I am so fortunate to have an abundance of people in my life who truly get this. And I heard from each and every one of them today. I don’t know how I could ever repay them for their compassion and tenderness. But, I guess that’s the beautiful part of true love–whether it be between parents, friends, or lovers–there is no need for compensation. The more love you give, the more you will receive. It’s very definition ensures that it will continue to multiply when given freely.

Then there is the man who stood by my side through all of this. The only person who could really ever come close to understanding my pain because this baby was also his. We were together for both conception and termination. No matter where life takes us from here, both of these actions can never be undone. Today he cried when I was too numb to do so. Today he let the sadness hang in the air and gave it the space that it deserved. Today he acknowledged what I have always known to be true: nothing in life is fair. And today he held my hand even when it was hard for him to do so. He let me feel everything that  I needed to feel and then he felt it right along side me. My partner in both love and loss, my strength in both light and darkness.
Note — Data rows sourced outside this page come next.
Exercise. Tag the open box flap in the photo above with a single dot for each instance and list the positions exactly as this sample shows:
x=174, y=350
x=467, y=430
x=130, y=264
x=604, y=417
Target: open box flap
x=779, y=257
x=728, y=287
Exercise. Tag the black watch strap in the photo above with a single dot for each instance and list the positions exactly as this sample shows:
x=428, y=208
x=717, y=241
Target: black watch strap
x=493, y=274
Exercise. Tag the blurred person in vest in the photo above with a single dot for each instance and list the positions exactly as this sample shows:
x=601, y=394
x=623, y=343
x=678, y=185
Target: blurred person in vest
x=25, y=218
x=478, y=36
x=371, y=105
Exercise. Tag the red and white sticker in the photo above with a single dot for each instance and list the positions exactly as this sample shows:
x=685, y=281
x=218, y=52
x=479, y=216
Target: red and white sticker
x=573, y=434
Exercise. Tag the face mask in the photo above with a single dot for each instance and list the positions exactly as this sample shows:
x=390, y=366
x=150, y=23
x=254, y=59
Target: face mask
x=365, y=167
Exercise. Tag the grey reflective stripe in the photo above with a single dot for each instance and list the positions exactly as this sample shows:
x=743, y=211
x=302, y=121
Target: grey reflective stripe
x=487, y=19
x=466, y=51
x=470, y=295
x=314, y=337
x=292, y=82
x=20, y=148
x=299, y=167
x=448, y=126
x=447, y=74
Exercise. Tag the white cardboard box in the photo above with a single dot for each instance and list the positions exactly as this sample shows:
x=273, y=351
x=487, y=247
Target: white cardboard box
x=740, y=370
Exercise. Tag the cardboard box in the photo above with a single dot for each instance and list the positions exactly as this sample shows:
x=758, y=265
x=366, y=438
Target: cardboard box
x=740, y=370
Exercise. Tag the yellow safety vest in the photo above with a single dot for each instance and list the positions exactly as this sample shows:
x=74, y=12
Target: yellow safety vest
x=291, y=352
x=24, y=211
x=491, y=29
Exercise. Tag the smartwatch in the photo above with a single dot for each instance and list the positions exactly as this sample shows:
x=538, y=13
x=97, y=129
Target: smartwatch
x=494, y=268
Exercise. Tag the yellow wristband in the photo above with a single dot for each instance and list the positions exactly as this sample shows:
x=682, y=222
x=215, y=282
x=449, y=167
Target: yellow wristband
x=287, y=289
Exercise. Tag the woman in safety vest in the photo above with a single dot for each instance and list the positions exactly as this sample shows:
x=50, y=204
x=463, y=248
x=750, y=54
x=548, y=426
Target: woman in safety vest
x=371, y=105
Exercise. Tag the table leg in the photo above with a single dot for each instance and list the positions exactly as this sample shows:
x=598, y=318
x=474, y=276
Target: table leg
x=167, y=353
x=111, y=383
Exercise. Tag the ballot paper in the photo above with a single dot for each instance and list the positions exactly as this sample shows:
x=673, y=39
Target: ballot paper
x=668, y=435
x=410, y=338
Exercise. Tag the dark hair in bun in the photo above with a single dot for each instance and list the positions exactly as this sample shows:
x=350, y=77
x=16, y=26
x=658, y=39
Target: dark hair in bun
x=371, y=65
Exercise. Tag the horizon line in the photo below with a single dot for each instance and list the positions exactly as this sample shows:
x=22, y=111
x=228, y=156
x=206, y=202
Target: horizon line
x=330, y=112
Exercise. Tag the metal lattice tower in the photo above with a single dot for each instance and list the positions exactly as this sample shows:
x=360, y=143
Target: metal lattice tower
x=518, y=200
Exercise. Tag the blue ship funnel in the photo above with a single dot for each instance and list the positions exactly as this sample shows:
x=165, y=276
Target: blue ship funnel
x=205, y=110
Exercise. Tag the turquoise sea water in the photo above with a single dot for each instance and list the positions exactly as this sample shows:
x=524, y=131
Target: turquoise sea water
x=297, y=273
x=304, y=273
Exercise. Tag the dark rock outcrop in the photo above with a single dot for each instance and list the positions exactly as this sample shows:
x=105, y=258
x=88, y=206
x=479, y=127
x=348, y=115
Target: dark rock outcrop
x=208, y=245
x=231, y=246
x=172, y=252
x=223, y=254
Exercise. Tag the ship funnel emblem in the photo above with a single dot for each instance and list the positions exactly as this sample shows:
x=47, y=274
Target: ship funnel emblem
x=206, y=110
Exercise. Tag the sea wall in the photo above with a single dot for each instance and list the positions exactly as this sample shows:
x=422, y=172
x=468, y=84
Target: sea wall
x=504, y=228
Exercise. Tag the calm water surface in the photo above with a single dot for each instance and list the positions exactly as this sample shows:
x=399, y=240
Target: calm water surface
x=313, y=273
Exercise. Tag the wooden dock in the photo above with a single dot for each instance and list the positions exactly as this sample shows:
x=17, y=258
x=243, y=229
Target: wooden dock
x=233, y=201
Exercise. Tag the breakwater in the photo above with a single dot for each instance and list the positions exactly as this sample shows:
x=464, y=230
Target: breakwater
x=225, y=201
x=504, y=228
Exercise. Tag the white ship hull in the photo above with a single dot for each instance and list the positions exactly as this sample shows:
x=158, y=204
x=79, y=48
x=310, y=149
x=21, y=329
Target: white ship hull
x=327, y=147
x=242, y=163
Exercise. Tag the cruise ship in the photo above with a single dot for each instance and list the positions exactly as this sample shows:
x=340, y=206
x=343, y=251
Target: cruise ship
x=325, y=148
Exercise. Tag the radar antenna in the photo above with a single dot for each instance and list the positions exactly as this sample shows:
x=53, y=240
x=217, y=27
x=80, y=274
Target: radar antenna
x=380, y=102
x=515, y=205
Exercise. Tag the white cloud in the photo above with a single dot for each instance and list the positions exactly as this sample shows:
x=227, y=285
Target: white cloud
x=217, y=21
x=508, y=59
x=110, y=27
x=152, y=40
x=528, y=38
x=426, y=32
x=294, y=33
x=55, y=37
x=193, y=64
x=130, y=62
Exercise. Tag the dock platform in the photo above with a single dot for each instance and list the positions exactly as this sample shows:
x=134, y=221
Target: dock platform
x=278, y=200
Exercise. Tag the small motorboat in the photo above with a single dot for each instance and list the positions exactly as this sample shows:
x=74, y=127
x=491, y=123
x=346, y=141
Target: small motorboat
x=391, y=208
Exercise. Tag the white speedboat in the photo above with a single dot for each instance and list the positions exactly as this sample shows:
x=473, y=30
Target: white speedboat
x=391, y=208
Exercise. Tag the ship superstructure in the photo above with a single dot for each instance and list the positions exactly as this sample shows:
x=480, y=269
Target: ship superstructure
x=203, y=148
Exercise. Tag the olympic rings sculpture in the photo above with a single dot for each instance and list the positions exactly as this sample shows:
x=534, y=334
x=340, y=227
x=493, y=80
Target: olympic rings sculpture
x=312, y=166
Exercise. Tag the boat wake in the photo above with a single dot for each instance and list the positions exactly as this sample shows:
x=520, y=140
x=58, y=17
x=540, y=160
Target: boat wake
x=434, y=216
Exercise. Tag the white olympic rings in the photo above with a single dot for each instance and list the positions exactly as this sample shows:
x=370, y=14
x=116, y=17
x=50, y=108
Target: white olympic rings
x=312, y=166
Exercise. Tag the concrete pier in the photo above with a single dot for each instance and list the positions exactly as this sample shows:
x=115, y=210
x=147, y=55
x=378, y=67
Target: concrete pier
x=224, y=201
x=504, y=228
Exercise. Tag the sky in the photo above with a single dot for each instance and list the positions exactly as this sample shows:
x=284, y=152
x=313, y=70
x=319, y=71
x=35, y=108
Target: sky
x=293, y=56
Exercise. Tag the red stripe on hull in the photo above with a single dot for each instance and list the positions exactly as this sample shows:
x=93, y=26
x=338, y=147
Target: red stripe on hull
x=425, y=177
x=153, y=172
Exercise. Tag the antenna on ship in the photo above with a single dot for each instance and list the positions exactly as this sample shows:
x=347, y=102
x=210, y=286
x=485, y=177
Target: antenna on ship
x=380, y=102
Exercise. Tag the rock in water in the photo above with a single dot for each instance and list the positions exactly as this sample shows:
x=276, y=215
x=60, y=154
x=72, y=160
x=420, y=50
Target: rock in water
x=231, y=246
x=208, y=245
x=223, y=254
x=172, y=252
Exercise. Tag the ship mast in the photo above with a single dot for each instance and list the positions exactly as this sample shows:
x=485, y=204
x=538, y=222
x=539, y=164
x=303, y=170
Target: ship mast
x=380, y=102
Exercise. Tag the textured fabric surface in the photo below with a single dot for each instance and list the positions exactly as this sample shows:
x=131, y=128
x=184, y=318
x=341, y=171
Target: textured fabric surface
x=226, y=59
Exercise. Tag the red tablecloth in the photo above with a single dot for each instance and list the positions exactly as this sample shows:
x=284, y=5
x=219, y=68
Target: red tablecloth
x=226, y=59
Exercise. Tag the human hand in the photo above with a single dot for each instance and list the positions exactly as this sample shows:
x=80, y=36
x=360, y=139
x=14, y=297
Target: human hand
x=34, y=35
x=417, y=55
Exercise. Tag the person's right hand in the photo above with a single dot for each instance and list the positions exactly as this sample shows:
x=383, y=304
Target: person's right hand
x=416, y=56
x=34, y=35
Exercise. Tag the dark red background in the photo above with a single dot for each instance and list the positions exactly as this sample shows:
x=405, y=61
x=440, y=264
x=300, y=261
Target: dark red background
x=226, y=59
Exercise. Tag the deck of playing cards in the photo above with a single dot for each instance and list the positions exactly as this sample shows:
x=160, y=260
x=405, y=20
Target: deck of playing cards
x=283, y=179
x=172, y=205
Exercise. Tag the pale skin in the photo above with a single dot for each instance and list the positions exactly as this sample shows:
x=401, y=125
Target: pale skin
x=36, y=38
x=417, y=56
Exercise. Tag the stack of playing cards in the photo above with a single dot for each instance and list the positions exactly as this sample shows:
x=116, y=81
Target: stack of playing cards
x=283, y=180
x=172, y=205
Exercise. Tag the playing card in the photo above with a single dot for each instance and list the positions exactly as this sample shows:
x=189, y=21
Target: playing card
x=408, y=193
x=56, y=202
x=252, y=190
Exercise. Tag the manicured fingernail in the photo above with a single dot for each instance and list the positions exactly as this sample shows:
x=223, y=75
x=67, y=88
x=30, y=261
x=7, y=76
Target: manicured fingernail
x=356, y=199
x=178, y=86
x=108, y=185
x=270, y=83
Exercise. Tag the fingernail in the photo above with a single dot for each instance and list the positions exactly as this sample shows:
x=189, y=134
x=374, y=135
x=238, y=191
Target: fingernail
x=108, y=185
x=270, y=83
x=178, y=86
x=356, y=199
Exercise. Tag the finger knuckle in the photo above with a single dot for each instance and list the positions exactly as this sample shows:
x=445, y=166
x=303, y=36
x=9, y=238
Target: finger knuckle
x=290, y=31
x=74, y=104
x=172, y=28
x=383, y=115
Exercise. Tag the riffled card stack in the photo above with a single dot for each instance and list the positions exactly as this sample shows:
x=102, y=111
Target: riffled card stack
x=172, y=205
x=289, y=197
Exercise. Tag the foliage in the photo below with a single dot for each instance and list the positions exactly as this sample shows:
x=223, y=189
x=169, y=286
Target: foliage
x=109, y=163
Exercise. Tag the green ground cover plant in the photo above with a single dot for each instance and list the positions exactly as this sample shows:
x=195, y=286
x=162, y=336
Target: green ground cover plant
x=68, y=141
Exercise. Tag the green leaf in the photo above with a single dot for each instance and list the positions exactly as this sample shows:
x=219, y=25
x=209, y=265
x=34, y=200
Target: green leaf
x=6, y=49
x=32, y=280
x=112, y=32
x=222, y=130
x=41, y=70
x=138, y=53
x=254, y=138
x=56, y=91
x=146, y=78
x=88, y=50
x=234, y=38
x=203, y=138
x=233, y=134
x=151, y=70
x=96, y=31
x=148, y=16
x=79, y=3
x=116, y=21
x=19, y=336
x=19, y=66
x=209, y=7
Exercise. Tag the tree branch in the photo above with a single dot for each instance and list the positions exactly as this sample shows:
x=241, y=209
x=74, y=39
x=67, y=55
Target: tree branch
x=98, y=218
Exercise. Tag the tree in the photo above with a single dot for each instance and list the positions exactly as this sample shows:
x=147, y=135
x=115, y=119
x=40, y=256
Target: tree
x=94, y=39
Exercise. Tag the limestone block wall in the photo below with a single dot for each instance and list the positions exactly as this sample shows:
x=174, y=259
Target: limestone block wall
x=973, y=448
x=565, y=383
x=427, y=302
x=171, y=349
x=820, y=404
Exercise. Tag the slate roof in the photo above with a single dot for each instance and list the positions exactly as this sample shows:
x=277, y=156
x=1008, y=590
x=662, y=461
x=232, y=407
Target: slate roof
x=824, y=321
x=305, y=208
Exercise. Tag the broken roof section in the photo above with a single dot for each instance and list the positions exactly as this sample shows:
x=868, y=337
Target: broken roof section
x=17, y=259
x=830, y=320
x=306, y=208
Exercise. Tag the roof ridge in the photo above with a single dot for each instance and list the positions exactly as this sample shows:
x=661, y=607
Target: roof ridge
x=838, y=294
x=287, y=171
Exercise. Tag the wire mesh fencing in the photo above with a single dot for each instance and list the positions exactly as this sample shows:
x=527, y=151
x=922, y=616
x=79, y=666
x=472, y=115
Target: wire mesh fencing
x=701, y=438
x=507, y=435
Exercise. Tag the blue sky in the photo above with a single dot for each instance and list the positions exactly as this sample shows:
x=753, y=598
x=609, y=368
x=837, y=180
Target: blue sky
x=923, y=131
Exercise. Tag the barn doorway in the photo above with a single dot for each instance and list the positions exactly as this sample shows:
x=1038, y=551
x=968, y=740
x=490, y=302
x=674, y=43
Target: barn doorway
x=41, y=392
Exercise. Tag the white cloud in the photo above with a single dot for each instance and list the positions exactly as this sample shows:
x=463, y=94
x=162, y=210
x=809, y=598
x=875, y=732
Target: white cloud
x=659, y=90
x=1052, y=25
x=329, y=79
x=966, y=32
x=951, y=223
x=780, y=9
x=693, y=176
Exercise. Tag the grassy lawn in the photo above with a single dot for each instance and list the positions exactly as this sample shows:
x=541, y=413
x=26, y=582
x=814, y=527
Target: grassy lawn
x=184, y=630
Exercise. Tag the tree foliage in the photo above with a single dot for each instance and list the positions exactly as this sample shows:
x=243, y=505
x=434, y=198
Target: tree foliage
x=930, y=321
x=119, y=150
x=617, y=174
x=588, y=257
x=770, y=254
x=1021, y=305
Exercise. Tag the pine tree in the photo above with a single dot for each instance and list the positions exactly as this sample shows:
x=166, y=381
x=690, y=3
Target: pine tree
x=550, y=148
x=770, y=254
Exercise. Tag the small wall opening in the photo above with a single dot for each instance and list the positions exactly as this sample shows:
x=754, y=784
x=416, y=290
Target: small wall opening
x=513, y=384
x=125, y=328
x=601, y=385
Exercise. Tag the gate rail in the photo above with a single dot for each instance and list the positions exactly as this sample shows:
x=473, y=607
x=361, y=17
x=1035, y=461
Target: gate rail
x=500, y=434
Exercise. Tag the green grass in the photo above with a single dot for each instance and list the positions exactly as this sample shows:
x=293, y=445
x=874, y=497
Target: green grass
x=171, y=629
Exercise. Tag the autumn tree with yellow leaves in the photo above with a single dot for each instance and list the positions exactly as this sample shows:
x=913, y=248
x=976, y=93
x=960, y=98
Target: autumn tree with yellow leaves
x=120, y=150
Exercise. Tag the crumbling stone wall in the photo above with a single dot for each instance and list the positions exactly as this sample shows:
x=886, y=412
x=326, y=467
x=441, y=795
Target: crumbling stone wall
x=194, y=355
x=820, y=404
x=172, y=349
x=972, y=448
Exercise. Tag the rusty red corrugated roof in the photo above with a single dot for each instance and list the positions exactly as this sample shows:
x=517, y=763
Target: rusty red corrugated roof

I suffered an insurmountable loss today. For 13 days I knew I was pregnant. I spent that previous 13 days falling more and more in love by the second with the life that was finally growing inside of me. Falling in love with the chance to hope and dream for the very thing that I was beginning to doubt would ever be mine. But alas, it was. It is. It will always be mine for however short I had it in my possession. Life has taught me that most things are fleeting and to hope for anything more is a futile endeavor. But this felt different. This felt like it was finally mine, to have forever. It felt like my chance. But I was wrong.

Some want to blame God. He would never give me more than I could handle and clearly I wasn’t ready to handle this. He has other, bigger and better, plans for me. Some want to blame science. I had no business messing with drugs and procedures that forced my body to do things that it would never do naturally. These are the risks that I signed up for and while the odds are always slim, there has to be an exception to every rule. Me and my baby are that exception.

But the truth of the matter is that there is no explanation. There is no reason why I am that 1% whose pregnancy is ectopic. There is no rhyme to the fact that I have been trying my damnedest to conceive for two years and that this is how the tragedy has unfolded. It’s just chance and luck, neither of which has ever been on my side.

I find myself wondering how it’s even possible to already miss something (someone?) that I knew for such a short period of time. How one can possibly become so attached to something (someone?) so intangible. I think it’s because I already knew her before she was even conceived. I have dreamed and fantasized and created her in my mind so long ago that it was really only a matter of time before my body caught up with my fantasy. When my body finally welcomed her into existence it was as if my mind could breathe of sigh of relief that she had finally found her home.

Tonight my home feels vacant and hollow. Her presence, one that was already so abstract, now feels like a ghost that will forever haunt my memory. My sweet love. The only child I have ever known.